1. a kind of acoustic convolver, is electrically connected to external memory, wherein the external memory is stored with pending data and power Weight parameter；It is characterized in that, the acoustic convolver includes: parameter register, input buffer, convolution algorithm circuit and output caching Device；

The parameter register is for receiving and exporting the weight parameter；

The input buffer includes: multiple connected row buffers, for receiving and exporting the pending data；Wherein, Each every output a data of the row buffer is then gathered to form column data output；

The convolution algorithm circuit is used to receive the pending data from the input buffer, connect from the parameter register Weight parameter is received, carry out convolution algorithm accordingly and exports convolution algorithm result；

The output state is for receiving the convolution algorithm result and by the convolution algorithm result to the external memory Output.

2. acoustic convolver according to claim 1, which is characterized in that the input buffer includes:

First row buffer receives the pixel data of characteristic spectrum to be processed by turn, through exporting row after wave filter simultaneously Pixel data, and store the characteristic spectrum of each convolutional layer of input；Wherein, the data amount check of the every row of row pixel is parallel Filter quantity.

3. acoustic convolver according to claim 2, which is characterized in that first row buffer is sequentially output each convolution The row pixel data of layer, and it is sequentially output when exporting each described convolutional layer row pixel data the row pixel of each channel data Data.
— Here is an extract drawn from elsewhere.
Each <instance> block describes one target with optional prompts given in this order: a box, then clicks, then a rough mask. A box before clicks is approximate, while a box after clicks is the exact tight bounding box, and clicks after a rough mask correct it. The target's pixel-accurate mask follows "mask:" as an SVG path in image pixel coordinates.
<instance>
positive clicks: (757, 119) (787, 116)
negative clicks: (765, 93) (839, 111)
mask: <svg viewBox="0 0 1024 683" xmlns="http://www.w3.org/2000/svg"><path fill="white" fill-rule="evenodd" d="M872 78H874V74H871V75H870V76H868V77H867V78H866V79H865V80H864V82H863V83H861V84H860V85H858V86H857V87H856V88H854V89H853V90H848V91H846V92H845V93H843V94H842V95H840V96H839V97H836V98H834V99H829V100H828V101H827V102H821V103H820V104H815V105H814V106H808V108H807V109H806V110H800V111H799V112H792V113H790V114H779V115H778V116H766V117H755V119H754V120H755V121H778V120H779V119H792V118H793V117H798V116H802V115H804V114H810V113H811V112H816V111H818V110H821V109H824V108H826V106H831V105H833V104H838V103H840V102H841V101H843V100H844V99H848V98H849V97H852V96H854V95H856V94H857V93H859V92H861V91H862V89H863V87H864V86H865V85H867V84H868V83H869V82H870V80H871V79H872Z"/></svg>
4. acoustic convolver according to claim 2, which is characterized in that the input buffer further include:

At least one second row buffer includes multiple concatenated FIFO memories, each described FIFO memory storage is special Levy the one-row pixels data of map；Wherein, each row pixel data is successively deposited along the path that concatenated FIFO memory is formed It stores up to each FIFO memory；Second row buffer exports Pf × K matrix form pixel data；Wherein, Pf is simultaneously Capable filter quantity, K are the size of convolution kernel.

5. acoustic convolver according to claim 4, which is characterized in that the input buffer further include:

At least one matrix buffer, each described matrix buffer is by being arranged in matrix for storing the multiple of pixel data Register, the size of the register are Pf × K × 2, when the columns of the pixel data of input is greater than K, the matrix caching Device exports Pf × K × K matrix form pixel data.
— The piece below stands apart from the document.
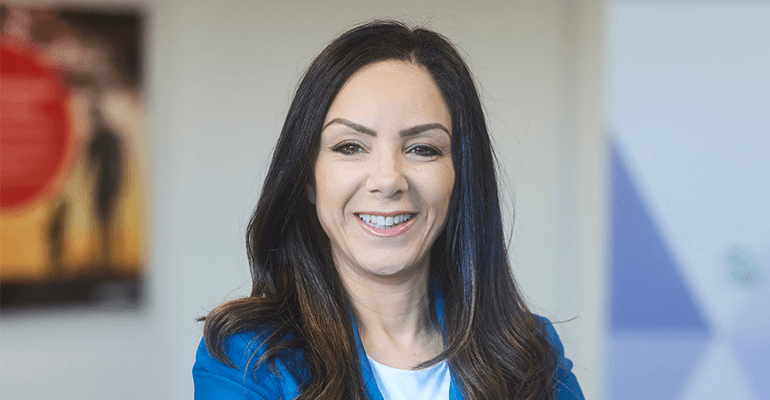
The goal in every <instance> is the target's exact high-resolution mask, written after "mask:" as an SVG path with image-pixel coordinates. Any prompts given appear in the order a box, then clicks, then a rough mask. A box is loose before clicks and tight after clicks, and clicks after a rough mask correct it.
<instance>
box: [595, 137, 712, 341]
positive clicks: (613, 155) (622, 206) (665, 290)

6. acoustic convolver according to claim 5, which is characterized in that the convolution algorithm circuit includes:

Multiple convolution kernels run parallel, each described convolution kernel include the multiplier for carrying out convolution algorithm；

Adder tree adds up to the output result of multiple multipliers；

Each described acoustic convolver inputs K × K matrix form pixel data, is joined according to the pixel data of input and the weight Number passes through convolution algorithm output pixel data by turn.

7. acoustic convolver according to claim 6, which is characterized in that the output state includes:

Two parallel FIFO memories, are stored in the same FIFO after the channel data of the same filter is accumulated In memory；

Data selector, for each accumulated result to be back to the adder tree until the adder exports finally Accumulation result.

8. acoustic convolver according to claim 1, which is characterized in that the acoustic convolver further include:

Pond computing circuit is connected between the output state and the external memory, for the convolution algorithm As a result Chi Huahou is carried out to export to external memory.

9. acoustic convolver according to claim 1, which is characterized in that between each internal part included by the acoustic convolver, And it is connected between the acoustic convolver and the external memory by first in, first out data-interface.

10. a kind of artificial intelligence process device, which is characterized in that the artificial intelligence process device include as claim 1 to Acoustic convolver described in claim 9 any claim.